Martin Luther King (Bild) ließ in einem ebensolchen Kampf um Gleichberechtigung (der Schwarzen) bekanntlich auch sein Leben. Seine Worte aber überdauern – seine legendäre Rede “I have a dream” ist nicht nur titelgebend für den styriarte-Abend, vielmehr mobilisiert sie die Freiheits- und Gleichheitsbewegung bis heute vielerorts. Er feiert seine Zuhörer als “Veteranen schöpferischen Leids” und erzählt seinen Traum von einer veränderten Situation in die wahrscheinlich packendste Freiheitsrede überhaupt. Dieser Traum ist im amerikanischen Traum verwurzelt, aber noch immer nicht verwirklicht. Er glaubte, dass dies eines Tages geschähe. Das war 1963! Ähnliche Reden erklangen diese Woche in Amerika.

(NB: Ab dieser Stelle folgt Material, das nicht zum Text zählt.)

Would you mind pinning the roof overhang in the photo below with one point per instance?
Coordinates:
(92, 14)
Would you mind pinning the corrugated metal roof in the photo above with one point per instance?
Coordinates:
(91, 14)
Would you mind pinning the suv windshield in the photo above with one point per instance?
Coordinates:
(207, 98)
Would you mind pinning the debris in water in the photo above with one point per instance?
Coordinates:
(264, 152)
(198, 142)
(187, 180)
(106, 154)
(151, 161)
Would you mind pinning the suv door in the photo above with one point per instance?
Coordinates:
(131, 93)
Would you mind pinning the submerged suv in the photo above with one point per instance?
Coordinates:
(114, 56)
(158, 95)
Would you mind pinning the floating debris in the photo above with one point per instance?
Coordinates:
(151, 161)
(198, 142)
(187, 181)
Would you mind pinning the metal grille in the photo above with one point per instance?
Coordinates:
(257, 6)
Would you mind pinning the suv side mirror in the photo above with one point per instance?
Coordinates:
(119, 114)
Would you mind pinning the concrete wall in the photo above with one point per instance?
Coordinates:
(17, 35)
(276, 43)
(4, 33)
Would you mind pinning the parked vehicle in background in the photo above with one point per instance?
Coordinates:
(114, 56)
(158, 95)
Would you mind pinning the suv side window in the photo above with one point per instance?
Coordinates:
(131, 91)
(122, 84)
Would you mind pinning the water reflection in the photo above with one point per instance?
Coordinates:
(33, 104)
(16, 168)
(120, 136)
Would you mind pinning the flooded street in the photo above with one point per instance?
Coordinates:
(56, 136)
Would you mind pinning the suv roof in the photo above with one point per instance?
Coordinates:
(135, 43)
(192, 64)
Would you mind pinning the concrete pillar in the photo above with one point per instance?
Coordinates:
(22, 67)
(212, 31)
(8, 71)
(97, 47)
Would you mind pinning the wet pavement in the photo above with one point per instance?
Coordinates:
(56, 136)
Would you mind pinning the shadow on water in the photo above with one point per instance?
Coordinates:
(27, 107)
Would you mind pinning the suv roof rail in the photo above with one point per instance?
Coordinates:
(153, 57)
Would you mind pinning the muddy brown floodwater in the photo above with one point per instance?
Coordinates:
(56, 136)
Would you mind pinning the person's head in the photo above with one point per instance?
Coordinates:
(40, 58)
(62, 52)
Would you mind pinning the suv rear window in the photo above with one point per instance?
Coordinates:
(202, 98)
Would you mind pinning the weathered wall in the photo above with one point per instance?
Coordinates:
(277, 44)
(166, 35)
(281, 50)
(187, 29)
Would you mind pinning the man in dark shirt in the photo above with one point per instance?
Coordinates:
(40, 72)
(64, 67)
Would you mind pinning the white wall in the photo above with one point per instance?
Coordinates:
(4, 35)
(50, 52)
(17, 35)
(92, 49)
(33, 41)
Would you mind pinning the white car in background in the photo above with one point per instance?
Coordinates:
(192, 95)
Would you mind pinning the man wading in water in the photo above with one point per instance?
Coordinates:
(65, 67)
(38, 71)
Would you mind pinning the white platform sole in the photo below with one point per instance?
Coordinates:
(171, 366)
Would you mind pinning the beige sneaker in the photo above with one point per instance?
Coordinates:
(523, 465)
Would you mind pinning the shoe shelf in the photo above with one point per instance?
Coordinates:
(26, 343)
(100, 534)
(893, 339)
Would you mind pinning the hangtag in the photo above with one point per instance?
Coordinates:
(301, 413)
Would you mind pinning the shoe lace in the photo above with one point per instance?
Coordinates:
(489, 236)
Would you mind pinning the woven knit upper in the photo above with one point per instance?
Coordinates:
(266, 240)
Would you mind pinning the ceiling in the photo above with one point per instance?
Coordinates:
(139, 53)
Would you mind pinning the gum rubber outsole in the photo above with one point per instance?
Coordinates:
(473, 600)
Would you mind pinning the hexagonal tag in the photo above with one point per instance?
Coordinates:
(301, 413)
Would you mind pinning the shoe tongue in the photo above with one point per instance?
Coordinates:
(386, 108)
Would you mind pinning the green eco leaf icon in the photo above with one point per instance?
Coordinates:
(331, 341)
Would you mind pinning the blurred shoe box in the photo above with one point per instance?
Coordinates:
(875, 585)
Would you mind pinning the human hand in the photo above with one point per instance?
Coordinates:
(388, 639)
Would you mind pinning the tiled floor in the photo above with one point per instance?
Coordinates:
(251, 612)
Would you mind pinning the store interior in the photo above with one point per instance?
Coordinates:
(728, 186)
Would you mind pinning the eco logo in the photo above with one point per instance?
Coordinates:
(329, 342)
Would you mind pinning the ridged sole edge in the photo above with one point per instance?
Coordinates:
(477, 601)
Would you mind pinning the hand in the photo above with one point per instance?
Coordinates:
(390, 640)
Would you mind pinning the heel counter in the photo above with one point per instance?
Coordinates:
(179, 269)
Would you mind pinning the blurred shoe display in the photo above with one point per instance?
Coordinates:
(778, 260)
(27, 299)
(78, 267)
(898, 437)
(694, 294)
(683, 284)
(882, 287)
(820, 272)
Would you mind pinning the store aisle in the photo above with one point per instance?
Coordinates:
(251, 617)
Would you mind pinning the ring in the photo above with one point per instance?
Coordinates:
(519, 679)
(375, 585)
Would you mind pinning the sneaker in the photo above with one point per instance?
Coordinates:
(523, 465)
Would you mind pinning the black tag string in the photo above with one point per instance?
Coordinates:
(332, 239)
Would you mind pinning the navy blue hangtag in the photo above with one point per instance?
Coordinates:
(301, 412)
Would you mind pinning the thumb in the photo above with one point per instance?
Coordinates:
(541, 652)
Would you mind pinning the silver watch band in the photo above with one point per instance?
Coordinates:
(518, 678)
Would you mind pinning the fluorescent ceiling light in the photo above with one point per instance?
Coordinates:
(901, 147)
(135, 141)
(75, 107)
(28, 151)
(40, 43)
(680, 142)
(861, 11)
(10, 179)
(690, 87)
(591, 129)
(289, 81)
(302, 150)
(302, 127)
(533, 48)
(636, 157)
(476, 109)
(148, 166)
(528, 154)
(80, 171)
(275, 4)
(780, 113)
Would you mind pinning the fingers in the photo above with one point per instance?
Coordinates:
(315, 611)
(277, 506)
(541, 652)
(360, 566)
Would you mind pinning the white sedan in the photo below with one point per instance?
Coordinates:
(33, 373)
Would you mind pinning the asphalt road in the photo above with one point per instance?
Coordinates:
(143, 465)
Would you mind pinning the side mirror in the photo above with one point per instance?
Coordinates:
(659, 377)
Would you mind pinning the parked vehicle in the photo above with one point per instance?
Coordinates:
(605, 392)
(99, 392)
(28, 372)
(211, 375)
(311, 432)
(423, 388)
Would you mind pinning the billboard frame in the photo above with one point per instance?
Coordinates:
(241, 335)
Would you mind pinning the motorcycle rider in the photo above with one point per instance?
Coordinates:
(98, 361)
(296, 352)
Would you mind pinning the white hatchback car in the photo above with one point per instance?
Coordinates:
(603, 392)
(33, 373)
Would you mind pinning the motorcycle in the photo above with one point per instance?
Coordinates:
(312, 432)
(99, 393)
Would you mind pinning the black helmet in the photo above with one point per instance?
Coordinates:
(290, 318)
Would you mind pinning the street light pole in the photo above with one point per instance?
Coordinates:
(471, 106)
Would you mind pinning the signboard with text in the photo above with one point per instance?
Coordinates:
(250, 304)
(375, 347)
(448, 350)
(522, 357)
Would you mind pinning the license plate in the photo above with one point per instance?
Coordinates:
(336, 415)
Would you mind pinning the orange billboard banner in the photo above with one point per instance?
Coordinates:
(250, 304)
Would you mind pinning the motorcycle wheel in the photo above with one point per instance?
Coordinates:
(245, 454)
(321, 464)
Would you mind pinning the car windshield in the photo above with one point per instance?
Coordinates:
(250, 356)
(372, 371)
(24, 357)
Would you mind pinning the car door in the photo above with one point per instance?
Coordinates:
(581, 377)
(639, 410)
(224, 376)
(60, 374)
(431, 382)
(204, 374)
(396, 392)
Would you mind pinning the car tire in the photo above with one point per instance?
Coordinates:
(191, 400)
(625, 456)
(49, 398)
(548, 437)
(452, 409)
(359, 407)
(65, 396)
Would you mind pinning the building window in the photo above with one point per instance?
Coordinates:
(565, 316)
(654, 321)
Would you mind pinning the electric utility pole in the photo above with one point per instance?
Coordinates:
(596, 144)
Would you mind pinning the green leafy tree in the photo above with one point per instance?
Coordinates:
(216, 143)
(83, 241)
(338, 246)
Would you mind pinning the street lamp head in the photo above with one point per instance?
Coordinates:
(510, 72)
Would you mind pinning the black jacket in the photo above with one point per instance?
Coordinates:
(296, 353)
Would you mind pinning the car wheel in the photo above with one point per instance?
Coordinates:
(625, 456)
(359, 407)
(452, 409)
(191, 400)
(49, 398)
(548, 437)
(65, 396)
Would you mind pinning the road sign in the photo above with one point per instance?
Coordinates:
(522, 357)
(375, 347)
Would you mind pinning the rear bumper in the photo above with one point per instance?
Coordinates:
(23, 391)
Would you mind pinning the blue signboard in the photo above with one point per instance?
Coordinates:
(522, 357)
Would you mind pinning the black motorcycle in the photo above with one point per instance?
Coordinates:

Überleitung zu Obamas Antrittsrede zur Präsidentschaft “Hello Chicago”, von welcher man sich diesmal wirklich viel erhoffte, bildete Igor Strawinskis “Elegy for JFK” und Elliott Carters “Canonic Suite for four Clarinets”. Hier zeigten die vier Klarinettisten einmal mehr ihr Können und verliehen dem Gehörten dramatische Tiefe durch vielschichtige Klänge.

In der deutschen Übersetzung vorgetragen, verblasst die Kraft der “Ja, wir schaffen das”-Sager der “Yes we can”-Rede und passt damit umso besser zur Abschiedsrede, in der er eingesteht alles versucht, aber (bei weitem) nicht alles geschafft zu haben. Der Tennessee Waltz von Pee Wee King und Redd Stewart fügt sich ebenso ins Bild wie der Moon River von Henry Mancini als Abschluss dieses wort-, ton- und inhaltlich gewaltigen Abends, der niemanden nicht betroffen in die Nacht entließ.